Ia berpendapat, praktek jatah preman semakin parah saat demokrasi langsung mulai diterapkan.
"Praktek membeli suara, money politics, beli nomor urut pencalegan semakin menjelaskan tidak saja ormas tapi juga partai menjadi fasilitatornya," sebut Tenry.
Sementara menurut politisi Gerindra, Miftah Nur Sabri, munculnya fenomena preman politik memang bertambah kompleks setelah reformasi berjalan.
Demokrasi dijadikan salah satu alat untuk mempertahankan keuntungan ormas preman.
"Di pilkada misalnya, tapi tidak semua daerah ya, di daerah-daerah tertentu kehadirannya cukup dominan."
Ia lantas mencontohkan transaksi politik yang melibatkan preman di ranah lokal.
"Kalau preman berorganisasi itu rapi, seperti profesional.
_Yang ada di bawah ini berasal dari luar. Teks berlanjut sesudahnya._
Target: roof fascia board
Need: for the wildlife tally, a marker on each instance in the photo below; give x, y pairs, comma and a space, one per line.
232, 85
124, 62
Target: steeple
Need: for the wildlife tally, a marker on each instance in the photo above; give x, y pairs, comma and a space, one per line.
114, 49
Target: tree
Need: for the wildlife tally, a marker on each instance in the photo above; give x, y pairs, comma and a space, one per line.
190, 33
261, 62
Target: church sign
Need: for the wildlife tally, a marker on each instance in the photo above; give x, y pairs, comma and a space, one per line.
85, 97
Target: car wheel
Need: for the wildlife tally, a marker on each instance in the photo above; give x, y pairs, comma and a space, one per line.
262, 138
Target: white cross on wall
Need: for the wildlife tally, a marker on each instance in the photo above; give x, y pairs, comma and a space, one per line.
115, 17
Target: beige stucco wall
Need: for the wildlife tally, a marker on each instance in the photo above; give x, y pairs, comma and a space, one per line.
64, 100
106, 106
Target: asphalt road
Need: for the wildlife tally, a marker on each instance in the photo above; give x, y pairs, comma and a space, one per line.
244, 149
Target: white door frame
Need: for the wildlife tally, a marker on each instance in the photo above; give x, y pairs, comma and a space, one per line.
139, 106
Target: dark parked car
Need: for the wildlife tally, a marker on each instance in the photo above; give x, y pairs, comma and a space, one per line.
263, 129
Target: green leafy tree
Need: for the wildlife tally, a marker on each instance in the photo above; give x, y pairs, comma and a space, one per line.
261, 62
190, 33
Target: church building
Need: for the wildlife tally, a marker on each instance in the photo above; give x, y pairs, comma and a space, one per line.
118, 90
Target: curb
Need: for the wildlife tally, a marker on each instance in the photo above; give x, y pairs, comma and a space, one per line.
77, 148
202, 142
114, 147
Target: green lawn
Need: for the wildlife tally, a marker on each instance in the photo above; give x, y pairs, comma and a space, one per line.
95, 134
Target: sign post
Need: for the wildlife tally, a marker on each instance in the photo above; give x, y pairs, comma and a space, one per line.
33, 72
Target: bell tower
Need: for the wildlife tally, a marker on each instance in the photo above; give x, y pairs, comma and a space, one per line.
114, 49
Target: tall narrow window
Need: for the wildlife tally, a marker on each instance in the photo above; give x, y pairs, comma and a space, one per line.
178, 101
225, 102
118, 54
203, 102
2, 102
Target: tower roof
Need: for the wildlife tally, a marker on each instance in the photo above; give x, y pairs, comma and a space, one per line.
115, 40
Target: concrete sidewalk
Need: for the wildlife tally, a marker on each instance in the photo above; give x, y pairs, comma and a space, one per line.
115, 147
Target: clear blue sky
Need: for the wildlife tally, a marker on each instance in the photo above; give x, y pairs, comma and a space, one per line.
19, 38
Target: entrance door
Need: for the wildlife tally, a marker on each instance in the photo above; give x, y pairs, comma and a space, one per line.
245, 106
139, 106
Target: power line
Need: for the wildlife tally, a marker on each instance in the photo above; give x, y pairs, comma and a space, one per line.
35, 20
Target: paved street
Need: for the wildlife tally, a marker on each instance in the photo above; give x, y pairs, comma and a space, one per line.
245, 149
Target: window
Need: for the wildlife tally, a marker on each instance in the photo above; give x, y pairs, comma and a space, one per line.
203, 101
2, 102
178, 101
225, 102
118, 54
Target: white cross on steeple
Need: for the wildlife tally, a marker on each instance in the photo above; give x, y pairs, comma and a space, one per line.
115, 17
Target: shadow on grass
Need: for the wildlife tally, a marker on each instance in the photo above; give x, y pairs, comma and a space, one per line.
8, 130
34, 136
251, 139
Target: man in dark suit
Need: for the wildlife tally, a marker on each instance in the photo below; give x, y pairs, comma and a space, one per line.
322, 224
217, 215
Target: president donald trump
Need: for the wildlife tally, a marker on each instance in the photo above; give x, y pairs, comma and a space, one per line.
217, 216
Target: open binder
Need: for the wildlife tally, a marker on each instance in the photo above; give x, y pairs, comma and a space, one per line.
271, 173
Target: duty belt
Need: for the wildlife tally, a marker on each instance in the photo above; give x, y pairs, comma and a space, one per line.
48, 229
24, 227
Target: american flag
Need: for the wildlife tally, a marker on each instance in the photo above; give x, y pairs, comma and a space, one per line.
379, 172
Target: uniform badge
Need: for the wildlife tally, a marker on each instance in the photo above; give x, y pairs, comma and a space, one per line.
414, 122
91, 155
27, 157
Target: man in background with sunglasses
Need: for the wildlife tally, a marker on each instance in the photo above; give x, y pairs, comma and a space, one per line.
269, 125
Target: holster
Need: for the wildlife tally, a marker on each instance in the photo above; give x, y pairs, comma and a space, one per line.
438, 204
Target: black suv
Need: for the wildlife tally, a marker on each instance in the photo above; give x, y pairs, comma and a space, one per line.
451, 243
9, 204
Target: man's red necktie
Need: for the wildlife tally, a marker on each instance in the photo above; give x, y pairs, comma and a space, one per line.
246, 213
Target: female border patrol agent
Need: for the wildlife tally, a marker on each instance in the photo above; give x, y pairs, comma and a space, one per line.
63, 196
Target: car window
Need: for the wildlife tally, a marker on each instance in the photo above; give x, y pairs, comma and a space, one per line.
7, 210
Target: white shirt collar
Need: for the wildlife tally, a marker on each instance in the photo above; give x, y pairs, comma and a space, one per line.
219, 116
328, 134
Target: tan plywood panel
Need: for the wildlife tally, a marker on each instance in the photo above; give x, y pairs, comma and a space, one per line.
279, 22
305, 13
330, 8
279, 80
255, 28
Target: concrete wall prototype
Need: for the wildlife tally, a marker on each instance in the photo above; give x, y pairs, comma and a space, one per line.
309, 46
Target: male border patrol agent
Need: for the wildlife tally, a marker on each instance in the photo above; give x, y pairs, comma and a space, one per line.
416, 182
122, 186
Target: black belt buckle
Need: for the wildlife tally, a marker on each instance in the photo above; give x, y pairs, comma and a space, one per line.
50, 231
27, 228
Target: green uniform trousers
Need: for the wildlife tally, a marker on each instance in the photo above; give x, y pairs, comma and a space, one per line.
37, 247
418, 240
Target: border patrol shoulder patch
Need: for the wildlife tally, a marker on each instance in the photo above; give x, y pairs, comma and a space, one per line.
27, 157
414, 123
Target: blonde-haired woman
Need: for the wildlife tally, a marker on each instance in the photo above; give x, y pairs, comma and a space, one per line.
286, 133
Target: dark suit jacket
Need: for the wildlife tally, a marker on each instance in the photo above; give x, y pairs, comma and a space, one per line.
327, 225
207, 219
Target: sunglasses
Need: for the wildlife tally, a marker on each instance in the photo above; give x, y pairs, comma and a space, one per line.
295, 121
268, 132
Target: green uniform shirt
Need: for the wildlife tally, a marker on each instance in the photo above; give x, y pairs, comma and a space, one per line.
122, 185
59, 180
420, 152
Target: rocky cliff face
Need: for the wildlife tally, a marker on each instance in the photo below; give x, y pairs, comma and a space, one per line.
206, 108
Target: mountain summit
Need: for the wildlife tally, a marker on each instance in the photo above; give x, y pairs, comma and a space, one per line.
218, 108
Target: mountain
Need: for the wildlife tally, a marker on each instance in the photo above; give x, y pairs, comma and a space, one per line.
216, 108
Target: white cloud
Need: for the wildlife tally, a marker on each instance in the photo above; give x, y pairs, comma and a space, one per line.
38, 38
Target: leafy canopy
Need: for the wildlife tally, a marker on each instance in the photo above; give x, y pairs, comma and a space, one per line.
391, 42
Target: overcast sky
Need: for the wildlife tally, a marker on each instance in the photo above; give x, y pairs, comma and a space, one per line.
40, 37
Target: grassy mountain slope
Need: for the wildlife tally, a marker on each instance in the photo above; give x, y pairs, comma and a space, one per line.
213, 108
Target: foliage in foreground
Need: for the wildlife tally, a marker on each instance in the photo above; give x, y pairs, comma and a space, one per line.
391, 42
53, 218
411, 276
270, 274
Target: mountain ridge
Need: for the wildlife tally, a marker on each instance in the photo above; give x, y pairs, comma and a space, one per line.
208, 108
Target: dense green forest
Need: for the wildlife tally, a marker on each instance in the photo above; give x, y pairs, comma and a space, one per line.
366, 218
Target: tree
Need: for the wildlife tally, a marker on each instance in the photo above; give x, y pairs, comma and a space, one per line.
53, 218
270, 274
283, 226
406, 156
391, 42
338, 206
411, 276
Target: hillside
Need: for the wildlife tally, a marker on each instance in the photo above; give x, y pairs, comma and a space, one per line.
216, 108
Kalau dulu dimanfaatkan rezim, kalau sekarang mereka biasa muncul di Pilkada," ujar Miftah kepada ABC.
"Dia dukung walikota ini, dia punya massa sekian. Nanti kalau menang, parkir elu pegang. Akhirnya PD Parkir kota itu enggak maju."
Sebagai peneliti, Wilson mengatakan persoalan entrepreneur kekerasan dalam perpolitikan Indonesia begitu rumit dan tidak ada solusi sederhana untuk mengatasinya.
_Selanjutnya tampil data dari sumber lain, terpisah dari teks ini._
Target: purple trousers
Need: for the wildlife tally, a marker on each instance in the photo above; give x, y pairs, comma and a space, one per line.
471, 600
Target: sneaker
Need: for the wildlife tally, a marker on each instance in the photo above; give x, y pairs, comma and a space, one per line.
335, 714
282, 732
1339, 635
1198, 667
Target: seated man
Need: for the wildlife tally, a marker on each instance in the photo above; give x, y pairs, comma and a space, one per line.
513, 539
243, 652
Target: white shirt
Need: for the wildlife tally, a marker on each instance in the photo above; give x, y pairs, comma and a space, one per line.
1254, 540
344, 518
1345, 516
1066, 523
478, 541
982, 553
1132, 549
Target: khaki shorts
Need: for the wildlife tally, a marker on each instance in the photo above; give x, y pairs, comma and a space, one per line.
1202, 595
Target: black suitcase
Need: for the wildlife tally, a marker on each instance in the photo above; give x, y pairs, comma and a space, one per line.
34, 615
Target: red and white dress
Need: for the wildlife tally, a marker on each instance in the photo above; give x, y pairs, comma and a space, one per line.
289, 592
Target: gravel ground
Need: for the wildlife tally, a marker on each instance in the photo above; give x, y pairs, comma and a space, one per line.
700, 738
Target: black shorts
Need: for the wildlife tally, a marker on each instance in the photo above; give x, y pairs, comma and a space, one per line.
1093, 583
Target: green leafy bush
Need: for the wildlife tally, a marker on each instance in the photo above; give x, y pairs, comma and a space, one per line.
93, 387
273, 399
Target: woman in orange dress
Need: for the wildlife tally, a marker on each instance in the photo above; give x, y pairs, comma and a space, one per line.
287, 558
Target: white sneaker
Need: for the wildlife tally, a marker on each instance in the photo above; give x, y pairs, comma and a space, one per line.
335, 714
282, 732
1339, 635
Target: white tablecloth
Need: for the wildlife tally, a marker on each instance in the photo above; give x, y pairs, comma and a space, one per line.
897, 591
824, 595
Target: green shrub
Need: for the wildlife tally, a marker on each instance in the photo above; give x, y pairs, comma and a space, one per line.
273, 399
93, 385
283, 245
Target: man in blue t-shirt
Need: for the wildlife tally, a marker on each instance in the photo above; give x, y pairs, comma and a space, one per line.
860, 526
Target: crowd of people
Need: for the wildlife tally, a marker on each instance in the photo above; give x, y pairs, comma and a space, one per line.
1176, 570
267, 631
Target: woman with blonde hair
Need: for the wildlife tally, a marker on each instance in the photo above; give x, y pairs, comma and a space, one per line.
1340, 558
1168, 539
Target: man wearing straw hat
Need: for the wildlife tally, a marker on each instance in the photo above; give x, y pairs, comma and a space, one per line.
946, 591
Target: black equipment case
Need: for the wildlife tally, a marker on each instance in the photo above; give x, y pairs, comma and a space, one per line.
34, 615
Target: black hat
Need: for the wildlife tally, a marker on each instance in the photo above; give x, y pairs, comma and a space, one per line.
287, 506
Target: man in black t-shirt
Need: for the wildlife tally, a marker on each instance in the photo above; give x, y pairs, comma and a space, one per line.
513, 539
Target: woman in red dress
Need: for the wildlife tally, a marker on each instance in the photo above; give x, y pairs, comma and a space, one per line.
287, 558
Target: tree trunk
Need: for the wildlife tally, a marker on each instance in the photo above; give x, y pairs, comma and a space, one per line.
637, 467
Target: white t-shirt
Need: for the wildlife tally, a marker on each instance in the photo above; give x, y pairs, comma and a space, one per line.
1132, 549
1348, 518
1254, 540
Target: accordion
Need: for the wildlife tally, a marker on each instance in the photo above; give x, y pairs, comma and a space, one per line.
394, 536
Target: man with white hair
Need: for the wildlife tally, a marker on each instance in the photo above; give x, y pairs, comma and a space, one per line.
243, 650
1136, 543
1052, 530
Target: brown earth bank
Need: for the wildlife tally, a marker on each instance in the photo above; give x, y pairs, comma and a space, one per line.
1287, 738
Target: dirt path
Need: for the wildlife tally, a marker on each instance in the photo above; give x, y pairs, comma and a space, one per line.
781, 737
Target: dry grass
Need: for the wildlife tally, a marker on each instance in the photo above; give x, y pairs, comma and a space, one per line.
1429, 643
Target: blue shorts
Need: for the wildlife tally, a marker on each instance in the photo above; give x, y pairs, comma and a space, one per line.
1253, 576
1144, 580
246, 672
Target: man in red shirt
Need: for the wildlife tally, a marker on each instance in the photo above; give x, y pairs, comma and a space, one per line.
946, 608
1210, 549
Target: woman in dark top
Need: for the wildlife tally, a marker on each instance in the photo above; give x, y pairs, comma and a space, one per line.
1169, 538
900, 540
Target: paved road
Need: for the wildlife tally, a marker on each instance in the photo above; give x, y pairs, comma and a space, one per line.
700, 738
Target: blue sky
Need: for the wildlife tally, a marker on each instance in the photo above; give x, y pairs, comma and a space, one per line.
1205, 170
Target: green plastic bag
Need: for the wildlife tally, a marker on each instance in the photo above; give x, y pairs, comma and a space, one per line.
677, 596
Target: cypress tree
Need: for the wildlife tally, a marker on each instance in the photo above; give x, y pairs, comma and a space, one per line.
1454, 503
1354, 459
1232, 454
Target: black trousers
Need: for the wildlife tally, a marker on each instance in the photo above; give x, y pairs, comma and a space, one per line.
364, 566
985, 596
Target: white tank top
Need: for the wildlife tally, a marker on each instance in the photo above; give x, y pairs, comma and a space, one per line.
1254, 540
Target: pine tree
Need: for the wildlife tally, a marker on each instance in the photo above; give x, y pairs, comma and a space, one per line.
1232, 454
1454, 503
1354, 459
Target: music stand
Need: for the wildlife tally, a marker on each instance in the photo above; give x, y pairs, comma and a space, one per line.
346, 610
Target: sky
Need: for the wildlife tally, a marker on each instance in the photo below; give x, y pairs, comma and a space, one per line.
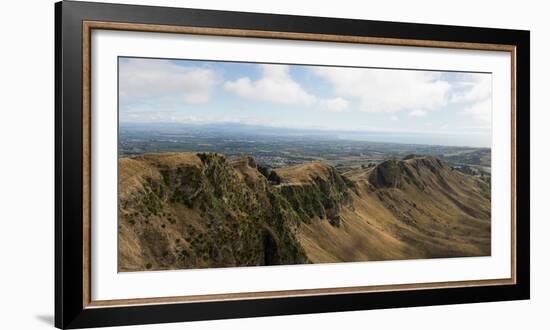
454, 107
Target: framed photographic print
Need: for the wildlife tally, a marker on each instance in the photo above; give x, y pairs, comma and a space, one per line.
214, 164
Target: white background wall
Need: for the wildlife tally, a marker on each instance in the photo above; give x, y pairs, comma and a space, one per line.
27, 169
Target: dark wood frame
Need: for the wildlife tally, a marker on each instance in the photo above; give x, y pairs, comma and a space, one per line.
74, 22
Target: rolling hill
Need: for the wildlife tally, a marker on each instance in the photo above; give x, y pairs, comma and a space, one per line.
198, 210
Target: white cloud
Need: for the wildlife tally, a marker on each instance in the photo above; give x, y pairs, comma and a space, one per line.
337, 104
418, 113
381, 90
481, 111
142, 79
275, 85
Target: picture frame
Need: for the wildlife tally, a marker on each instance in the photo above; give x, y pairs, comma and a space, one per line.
74, 97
Namun ia menekankan pentingnya penerapan hukum ketika anggota kelompok ormas ini melanggar hukum. Jika dibiarkan, keberadaan mereka bisa menjadi lebih kuat.
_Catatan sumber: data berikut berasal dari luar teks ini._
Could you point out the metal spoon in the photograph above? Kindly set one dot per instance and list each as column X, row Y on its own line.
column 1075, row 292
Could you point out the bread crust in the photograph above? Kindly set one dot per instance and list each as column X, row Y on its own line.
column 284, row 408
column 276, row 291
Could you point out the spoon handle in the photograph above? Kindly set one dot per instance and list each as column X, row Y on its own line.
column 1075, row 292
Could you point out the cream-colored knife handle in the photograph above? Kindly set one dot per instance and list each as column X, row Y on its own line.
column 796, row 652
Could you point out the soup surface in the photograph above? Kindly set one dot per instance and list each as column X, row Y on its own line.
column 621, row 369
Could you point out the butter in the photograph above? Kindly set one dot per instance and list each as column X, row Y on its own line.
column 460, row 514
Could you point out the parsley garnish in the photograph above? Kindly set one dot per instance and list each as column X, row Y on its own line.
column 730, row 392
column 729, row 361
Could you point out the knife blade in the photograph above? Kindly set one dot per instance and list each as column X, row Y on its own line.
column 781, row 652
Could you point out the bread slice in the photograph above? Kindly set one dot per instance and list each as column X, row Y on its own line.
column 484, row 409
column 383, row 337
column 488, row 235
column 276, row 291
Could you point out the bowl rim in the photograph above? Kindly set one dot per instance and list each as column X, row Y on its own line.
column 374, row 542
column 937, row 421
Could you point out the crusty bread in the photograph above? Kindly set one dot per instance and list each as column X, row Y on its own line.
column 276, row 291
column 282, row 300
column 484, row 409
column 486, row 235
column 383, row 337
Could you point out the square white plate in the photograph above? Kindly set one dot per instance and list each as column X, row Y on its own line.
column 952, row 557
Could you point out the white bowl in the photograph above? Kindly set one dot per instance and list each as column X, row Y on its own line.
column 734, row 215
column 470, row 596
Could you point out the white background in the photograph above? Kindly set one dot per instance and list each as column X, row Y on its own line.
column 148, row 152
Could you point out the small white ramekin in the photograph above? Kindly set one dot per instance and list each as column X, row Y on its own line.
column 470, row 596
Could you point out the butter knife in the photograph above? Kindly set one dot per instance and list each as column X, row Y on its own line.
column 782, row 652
"Sejarah FPI, misalnya, adalah sejarah pelanggaran hukum yang berulang dan dibiarkan. Meski menggunakan dalil agama, mereka tetap dibolehkan untuk melanggar hak orang lain dan otoritas tak berbuat apa-apa."
"Ini makin lama mereka merasa menjadi kekuatan di luar penegak hukum. Mereka bisa mengintimidasi minoritas, dan negara mesti berperan untuk melindungi mereka, tapi tidak dilakukan."
Solusi lain yang ditawarkan Wilson adalah penyediaan layanan dasar untuk masyarakat menengah ke bawah.
"Ormas sering mengisi kekosongan dalam memberi hal-hal yang dibutuhkan masyarakat," sebutnya.
Ikuti berita-berita lain di situs ABC Indonesia.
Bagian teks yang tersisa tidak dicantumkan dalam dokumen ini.